Starker Regen fiel, als Alex seinen schwarzen Mercedes an den Toren des Friedhofs anhielt. Genau sechs Monate waren seit dem Tag vergangen, an dem sein Leben zusammen mit dem Leben seines Sohnes zerbrochen war.
Vor einem halben Jahr geriet ein Schulbus in einen schrecklichen Unfall, stieß mit einem Lastwagen zusammen und ging in Flammen auf. Keines der Kinder überlebte. Den Eltern übergab man nur das, was nach dem Brand gefunden werden konnte, und einen viel zu kleinen Sarg mit dem Namen seines Sohnes senkte man in die Erde.
Alex stieg aus dem Wagen und hielt einen Strauß roter Rosen fest umklammert. Seine teuren Schuhe versanken sofort im Schlamm, doch er schenkte dem keine Beachtung. Seit jenem Tag war ihm gleichgültig, wie er aussah und wohin er trat. Das Einzige, was er Woche für Woche tat, war, hierherzukommen und am Grab zu stehen, um nicht endgültig zu zerbrechen.
Langsam ging er den Weg entlang, als würde er die Zeit hinauszögern. Jeder Schritt fiel ihm schwer, die Brust brannte, und vor seinem inneren Auge tauchten immer wieder die Erinnerungen an die Beerdigung auf.
Plötzlich bemerkte er, dass jemand am Grabstein stand. Ein hagerer Junge in nasser, zerrissener Kleidung, der sich auf eine selbstgebaute hölzerne Krücke stützte. Sein Rücken war gekrümmt, und seine Schultern zitterten vor Kälte und Regen.
Der Junge drehte sich langsam um und sprach leise Worte, bei denen Alex der Atem stockte: „Papa… ich bin es. Ich lebe.“
Alex erstarrte vor Schock. Die Rosen glitten ihm aus den Händen und fielen direkt in den Schlamm. Diese Stimme, diese Intonation waren viel zu vertraut, doch es war ein ganz anderer Junge und er sah dem verstorbenen Sohn überhaupt nicht ähnlich.
Er machte einen Schritt zurück und rief beinahe, unfähig zu glauben, dass so etwas überhaupt möglich sein konnte.
— Das kann nicht sein. Ich habe den Unfall mit eigenen Augen gesehen, war bei der Beerdigung und wusste, dass niemand überleben konnte, — er holte tief Luft, hielt die Tränen kaum zurück und fügte hinzu, — Du siehst meinem Sohn nicht einmal ähnlich. Warum lügst du?
Doch in diesem Moment sagte der Junge auf den Krücken etwas, das den Millionär in völligen Schrecken versetzte 😢😨
Der Junge wischte sich mit dem Ärmel über das Gesicht und begann langsam zu sprechen, als würde er sich an alles neu erinnern. Er sagte, der Unfall sei schrecklich gewesen und in seiner Erinnerung sei fast nichts geblieben.
In seinem Kopf tauchten nur Bruchstücke auf: Schreie, ein heftiger Aufprall, überall Feuer und dichter Rauch, der das Atmen unmöglich machte. Er wusste nicht, in welchem Moment er das Bewusstsein verloren hatte, und als er wieder zu sich kam, lag er bereits im Krankenhaus.
Er erzählte, dass sein Gesicht wegen der Verbrennungen vollständig bandagiert gewesen sei und dass sein Bein an mehreren Stellen gebrochen war.

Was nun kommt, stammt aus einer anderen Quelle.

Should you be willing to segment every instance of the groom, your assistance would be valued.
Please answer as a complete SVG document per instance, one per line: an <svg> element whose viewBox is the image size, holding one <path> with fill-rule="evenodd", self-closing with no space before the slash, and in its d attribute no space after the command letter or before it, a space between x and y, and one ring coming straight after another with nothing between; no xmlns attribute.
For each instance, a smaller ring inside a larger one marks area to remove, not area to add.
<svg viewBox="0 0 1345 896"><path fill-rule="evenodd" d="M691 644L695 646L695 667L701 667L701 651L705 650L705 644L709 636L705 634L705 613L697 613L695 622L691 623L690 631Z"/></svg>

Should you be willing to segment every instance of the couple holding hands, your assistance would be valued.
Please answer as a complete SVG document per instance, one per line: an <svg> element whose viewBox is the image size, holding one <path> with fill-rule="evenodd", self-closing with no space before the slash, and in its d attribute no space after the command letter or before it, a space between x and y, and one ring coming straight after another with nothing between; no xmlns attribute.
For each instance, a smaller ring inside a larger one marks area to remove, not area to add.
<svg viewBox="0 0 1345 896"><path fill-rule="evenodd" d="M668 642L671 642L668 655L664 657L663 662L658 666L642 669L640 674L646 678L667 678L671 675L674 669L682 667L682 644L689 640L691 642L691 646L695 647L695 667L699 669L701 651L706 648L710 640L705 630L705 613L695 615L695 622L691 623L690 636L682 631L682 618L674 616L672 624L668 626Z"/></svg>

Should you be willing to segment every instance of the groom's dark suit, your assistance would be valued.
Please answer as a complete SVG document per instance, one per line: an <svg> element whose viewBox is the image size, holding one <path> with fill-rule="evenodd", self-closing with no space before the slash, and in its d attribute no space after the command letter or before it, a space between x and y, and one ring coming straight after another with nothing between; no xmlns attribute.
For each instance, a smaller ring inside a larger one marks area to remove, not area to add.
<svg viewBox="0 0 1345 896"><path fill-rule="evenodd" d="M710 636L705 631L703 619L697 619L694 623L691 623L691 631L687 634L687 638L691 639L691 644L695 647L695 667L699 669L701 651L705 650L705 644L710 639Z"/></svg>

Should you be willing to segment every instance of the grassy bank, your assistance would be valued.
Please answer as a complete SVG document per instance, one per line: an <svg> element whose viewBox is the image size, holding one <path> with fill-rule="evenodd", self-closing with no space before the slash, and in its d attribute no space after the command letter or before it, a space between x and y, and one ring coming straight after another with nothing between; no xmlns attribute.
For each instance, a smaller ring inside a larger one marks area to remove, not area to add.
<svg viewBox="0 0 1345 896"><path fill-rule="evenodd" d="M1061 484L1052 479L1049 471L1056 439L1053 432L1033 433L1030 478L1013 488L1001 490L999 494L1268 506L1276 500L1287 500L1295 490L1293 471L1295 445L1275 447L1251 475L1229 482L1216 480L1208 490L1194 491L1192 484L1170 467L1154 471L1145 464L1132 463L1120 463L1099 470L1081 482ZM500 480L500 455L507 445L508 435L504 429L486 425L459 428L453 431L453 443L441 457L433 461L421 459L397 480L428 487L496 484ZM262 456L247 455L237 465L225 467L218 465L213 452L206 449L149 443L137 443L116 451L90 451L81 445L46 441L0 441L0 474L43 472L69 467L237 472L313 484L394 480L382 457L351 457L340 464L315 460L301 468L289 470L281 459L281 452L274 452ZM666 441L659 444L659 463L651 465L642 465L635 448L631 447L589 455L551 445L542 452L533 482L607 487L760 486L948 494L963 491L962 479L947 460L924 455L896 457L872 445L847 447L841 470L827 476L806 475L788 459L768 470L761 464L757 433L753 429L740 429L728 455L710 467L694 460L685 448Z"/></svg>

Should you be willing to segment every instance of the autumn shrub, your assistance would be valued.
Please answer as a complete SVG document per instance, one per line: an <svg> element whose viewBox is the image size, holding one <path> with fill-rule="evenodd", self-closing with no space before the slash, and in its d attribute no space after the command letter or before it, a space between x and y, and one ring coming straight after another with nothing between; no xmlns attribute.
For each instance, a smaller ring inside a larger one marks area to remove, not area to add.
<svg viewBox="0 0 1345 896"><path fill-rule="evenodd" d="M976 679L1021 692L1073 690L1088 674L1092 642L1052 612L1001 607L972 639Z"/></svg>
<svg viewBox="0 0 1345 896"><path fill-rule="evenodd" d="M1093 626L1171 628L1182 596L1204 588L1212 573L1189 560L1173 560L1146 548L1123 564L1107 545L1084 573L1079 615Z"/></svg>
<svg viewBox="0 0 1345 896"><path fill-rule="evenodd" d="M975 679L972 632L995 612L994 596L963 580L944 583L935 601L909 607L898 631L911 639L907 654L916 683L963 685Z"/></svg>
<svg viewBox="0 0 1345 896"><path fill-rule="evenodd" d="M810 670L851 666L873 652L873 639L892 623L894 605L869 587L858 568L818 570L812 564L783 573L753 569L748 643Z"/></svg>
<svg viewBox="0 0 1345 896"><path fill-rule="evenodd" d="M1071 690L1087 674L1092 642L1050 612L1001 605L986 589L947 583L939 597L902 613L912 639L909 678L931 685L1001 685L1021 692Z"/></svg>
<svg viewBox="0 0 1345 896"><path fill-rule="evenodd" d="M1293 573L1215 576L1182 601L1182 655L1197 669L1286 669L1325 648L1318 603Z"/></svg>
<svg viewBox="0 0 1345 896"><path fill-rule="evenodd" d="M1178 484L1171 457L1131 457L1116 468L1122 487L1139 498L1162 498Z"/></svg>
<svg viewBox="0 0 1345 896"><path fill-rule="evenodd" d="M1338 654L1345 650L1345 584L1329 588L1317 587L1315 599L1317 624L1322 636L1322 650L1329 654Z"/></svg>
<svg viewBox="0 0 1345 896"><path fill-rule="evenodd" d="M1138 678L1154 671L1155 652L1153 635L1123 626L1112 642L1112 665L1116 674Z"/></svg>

Lange Zeit habe er nicht aufstehen können und kaum gesprochen. Der Millionär unterbrach ihn und fragte schmerzvoll:
— Warum hast du nicht angerufen, und warum hat mir niemand gesagt, dass mein Sohn lebt?
Der Junge senkte den Blick und antwortete leise, dass niemand gewusst habe, wer er sei. Sein Rucksack und alle seine Sachen seien im Bus verbrannt, es habe keine Dokumente mehr gegeben, und er selbst habe sich an nichts erinnert.
Er kannte weder seinen Namen noch seine Adresse oder eine Telefonnummer. Die Ärzte hatten ihn als unbekanntes Kind registriert, und später war er in ein Heim gekommen, von dem er einfach weggelaufen war, weil er das Gefühl hatte, diesen Ort finden zu müssen.
Der Vater sah ihn an und begann plötzlich, das zu bemerken, was er zuvor verdrängt hatte. Er erkannte den vertrauten Blick, die gleiche Bewegung, mit der der Junge seine Schulter richtete, und das Muttermal an der Schläfe, das unmöglich zu verwechseln war.
Er machte einen Schritt nach vorn, kniete direkt im Schlamm nieder und begriff, dass vor ihm tatsächlich sein Sohn stand. Der Sohn, den er begraben und betrauert hatte. Der Sohn, der auf wundersame Weise überlebt hatte.